Valorisation des sites nucléaires

Le démantèlement et la réhabilitation d’installations nucléaires arrivées en fin de vie sont le centre de l'activité de valorisation des sites nucléaires. Le succès de ces chantiers de longue haleine constitue un enjeu industriel, sociétal et technique majeur pour l’avenir de l’industrie nucléaire.
Un enjeu capital pour l’avenir de l’industrie nucléaire
L'activité d'AREVA "Valorisation des sites " conçoit et assure le suivi des opérations de démantèlement et de valorisation des anciens sites nucléaires pour permettre leur réutilisation. AREVA dispose d'une expérience de plus de 20 ans dans ces métiers hautement techniques. De nombreuses installations construites dans les années 50 et 60 arrivent en fin d'exploitation. La valorisation des sites qui les hébergent représentent un défi industriel majeur, d'autant qu'ils devront pouvoir accueillir de nouveaux projets.
Leur valorisation constitue un enjeu capital pour l’avenir de l’industrie nucléaire en même temps qu’un important défi technique :
Un enjeu de société
Le démantèlement et la valorisation des anciennes installations démontrent la réversibilité du nucléaire : comme toute activité industrielle, un site nucléaire a une durée de vie maîtrisée. Après sa réhabilitation, il peut être valorisé pour accueillir de nouvelles activités.
Un défi technique
Par la taille et la complexité des installations à décontaminer et à démanteler, les opérations de valorisation représentent des chantiers majeurs nécessitant de traiter des volumes conséquents de béton, acier, cuivre, etc. dans des conditions difficiles.

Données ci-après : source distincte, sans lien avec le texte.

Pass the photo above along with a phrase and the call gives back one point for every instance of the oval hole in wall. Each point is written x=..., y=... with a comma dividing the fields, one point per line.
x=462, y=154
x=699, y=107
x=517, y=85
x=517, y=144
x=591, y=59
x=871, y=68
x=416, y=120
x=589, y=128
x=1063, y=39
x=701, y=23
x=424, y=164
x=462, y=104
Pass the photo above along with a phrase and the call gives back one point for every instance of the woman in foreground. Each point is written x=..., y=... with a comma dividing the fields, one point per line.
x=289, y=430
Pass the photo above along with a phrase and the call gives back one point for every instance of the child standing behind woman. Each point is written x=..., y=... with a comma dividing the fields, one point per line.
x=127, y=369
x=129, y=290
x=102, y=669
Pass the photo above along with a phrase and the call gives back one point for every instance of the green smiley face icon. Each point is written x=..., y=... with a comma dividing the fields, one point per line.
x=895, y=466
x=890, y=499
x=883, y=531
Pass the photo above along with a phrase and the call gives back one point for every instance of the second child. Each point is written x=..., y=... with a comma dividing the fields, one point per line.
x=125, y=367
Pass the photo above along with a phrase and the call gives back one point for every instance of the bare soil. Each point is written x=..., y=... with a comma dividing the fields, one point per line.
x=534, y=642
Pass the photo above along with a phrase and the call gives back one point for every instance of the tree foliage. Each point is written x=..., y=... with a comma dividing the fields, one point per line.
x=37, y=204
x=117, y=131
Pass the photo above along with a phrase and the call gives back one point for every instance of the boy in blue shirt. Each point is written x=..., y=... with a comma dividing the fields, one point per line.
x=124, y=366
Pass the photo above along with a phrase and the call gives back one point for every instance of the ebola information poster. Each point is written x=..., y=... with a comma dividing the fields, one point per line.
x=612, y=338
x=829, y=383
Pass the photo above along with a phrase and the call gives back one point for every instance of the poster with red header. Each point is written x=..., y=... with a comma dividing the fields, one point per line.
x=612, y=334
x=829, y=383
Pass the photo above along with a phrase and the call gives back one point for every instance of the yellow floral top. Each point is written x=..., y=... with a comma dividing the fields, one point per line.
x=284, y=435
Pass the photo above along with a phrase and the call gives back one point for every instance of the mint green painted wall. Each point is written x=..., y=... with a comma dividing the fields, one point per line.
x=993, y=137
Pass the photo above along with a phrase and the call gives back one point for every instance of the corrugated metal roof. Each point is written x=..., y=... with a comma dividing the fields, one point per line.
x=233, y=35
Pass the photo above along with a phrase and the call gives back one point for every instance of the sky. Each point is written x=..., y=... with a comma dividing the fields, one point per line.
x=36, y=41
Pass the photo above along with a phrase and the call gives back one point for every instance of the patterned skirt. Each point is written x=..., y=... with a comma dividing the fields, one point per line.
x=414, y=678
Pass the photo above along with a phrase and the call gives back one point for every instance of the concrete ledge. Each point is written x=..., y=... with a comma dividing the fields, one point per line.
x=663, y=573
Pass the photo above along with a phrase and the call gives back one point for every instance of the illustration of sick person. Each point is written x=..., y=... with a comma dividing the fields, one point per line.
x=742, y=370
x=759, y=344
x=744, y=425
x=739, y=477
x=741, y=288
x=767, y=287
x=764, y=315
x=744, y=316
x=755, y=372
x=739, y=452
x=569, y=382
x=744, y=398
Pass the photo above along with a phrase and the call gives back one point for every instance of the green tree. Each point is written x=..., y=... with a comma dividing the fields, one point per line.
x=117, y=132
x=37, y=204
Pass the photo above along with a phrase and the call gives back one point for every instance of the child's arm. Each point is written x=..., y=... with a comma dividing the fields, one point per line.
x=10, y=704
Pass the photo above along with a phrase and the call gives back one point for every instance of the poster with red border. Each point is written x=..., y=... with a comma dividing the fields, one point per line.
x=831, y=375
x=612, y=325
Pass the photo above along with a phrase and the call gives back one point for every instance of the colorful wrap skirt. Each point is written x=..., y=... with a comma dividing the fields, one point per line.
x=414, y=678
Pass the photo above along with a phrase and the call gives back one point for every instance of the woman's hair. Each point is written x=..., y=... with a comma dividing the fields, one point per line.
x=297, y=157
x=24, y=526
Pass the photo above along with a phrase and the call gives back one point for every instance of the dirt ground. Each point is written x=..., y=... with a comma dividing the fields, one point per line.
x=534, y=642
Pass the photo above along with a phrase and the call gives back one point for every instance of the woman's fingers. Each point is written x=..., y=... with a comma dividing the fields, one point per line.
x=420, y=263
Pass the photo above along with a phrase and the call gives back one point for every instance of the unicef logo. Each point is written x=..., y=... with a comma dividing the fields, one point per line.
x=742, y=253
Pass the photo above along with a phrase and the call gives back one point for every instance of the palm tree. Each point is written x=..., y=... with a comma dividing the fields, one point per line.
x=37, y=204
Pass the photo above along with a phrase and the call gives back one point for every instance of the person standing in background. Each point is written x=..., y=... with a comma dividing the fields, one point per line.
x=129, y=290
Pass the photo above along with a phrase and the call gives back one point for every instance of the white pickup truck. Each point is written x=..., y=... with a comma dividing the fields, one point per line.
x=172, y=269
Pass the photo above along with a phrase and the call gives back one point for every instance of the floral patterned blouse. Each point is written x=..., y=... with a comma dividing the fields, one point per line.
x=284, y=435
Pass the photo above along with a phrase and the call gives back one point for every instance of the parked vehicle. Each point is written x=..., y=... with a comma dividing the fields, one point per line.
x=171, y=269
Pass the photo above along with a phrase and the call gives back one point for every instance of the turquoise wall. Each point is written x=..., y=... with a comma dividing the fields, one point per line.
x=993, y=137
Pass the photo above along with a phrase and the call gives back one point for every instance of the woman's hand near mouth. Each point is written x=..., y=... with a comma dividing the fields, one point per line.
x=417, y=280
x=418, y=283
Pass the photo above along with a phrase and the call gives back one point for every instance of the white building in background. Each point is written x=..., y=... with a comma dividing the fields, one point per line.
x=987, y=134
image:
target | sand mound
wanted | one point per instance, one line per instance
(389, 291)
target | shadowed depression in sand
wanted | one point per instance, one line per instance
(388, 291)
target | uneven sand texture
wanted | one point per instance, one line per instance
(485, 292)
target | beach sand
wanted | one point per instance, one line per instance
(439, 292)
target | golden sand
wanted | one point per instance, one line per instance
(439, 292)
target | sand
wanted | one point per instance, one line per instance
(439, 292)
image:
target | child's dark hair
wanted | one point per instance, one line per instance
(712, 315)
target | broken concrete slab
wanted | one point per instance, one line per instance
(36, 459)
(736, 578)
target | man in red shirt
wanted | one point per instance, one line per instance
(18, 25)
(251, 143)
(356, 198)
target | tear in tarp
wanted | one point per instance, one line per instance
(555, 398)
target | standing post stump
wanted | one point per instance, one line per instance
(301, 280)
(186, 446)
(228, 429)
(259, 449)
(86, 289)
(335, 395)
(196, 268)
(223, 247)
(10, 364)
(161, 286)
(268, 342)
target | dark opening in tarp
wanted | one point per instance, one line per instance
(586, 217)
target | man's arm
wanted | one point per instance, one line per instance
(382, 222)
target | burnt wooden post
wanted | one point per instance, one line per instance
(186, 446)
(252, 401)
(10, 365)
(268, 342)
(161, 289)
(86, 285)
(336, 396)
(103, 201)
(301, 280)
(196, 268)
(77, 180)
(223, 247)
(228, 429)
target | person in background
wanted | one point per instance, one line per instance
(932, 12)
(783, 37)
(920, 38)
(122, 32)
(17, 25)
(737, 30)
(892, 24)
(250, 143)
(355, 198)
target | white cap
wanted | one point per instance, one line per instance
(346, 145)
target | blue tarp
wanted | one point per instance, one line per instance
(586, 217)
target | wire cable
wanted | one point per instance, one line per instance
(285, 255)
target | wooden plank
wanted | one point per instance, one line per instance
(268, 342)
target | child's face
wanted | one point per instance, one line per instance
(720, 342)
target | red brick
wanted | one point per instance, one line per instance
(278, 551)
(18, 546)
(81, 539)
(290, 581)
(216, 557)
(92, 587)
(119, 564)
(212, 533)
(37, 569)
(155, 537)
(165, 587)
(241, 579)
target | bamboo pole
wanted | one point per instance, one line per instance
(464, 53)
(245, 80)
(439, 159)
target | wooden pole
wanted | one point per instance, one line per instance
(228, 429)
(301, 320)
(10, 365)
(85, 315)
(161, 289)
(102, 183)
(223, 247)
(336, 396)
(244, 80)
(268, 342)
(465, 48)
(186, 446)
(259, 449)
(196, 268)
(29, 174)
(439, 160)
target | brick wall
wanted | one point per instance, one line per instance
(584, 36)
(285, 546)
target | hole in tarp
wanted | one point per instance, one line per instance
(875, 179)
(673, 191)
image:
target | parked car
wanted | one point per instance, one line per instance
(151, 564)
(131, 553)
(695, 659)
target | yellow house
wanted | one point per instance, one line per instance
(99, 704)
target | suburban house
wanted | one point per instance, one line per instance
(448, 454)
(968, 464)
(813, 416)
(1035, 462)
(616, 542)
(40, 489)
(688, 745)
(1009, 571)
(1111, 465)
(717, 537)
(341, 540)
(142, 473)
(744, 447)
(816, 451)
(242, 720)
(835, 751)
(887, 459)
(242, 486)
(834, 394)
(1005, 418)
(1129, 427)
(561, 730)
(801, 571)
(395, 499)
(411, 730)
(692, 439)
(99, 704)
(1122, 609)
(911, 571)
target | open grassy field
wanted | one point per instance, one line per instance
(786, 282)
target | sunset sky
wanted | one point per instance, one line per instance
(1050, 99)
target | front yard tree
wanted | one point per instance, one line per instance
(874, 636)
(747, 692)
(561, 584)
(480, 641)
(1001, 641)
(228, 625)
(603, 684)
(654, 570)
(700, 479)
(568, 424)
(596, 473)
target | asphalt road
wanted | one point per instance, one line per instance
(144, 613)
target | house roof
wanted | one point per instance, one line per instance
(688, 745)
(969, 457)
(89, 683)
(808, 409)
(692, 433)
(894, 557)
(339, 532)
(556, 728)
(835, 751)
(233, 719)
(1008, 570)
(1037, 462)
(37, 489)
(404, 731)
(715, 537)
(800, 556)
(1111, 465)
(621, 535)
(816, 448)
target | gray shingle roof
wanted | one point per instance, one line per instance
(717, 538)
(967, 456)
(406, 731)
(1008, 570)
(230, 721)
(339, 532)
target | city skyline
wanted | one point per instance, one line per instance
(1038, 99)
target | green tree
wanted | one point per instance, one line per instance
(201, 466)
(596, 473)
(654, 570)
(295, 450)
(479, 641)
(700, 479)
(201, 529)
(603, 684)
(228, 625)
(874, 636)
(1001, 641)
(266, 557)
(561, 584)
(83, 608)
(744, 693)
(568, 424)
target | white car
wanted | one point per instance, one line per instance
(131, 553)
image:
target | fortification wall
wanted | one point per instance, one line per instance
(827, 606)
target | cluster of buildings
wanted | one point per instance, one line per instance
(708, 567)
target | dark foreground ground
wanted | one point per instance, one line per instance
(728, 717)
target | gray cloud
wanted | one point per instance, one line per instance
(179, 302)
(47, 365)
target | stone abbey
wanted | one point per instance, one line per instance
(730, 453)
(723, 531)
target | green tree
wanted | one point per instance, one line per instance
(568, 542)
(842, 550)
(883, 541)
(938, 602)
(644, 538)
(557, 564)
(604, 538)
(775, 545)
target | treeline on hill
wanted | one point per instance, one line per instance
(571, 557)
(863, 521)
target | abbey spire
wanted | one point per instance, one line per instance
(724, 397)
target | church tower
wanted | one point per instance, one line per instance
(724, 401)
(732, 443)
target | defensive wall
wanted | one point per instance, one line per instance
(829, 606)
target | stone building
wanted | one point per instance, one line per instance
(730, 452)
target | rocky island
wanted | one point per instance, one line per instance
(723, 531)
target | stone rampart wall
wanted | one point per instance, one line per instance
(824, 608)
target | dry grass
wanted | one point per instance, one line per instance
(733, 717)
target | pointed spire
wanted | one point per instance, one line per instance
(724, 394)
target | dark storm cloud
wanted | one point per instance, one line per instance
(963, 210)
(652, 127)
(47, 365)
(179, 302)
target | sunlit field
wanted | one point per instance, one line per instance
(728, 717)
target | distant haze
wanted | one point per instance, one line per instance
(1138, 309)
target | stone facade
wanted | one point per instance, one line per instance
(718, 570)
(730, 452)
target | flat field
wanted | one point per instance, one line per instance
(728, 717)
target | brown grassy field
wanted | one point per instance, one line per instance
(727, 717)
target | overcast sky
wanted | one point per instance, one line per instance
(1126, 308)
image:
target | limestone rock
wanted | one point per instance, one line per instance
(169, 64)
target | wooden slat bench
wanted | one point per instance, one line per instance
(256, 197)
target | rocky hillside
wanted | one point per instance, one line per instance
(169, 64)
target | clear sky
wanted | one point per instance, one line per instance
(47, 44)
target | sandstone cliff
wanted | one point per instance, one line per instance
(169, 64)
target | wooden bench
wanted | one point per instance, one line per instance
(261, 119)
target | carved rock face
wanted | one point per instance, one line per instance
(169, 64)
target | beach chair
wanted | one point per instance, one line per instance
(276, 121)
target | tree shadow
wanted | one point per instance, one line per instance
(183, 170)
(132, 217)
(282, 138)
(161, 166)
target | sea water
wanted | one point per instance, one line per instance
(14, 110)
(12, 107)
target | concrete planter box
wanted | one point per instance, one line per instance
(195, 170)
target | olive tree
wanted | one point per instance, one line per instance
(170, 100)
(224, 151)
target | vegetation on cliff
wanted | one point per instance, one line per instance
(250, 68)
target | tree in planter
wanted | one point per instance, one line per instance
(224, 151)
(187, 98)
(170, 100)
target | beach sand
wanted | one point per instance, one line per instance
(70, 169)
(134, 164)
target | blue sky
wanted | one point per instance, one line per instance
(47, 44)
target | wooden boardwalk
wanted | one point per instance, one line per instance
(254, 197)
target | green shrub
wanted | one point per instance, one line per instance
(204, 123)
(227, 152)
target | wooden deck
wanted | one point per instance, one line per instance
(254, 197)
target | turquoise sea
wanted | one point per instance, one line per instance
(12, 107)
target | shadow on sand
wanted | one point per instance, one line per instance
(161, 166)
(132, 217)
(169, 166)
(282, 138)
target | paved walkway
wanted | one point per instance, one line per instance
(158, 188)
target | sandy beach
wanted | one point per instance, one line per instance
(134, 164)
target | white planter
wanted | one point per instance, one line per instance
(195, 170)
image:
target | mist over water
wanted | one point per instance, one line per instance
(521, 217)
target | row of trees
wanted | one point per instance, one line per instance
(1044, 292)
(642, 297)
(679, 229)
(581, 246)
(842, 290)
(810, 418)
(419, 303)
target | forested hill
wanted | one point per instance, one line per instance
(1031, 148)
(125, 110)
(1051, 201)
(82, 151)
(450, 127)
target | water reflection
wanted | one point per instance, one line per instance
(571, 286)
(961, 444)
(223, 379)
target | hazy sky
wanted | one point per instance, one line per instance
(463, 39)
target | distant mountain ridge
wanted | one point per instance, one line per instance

D’importants efforts de développement ont permis de définir des procédures et des techniques aujourd’hui éprouvées. La faisabilité des opérations est démontrée par les chantiers menés depuis une quinzaine d’années dans le monde.
Un enjeu économique
Des centaines de millions d’euros seront investis dans la valorisation des sites. Les chantiers s’étalent sur de nombreuses années et représentent plusieurs milliers d’emplois. Ils permettent de maintenir une importante activité après l’arrêt des installations en attendant la mise en place de nouveaux projets industriels. Ils assurent la continuité de l’activité économique locale.
Une activité industrielle d'avenir
Sur les 500 centrales nucléaires construites dans le monde, plus d’une centaine sont en fin de vie. On compte également des dizaines d’unités de recherche et d’usines de production de combustible et de recyclage.
La valorisation de ces sites à l’arrêt va devenir une activité industrielle de premier ordre et trouver sa place dans le cycle de vie d’une installation :
- conception,
- construction,
- exploitation,
- arrêt et valorisation.
Des compétences et une expertise spécifiques se déploient au sein d’AREVA. De nouveaux métiers apparaissent (chef de projet valorisation, responsable scénario et retour d’expérience, responsable méthodes opérationnelles de démantèlement, opérateur de rinçage…) et une filière de formation et de compagnonnage dédiée se met en place.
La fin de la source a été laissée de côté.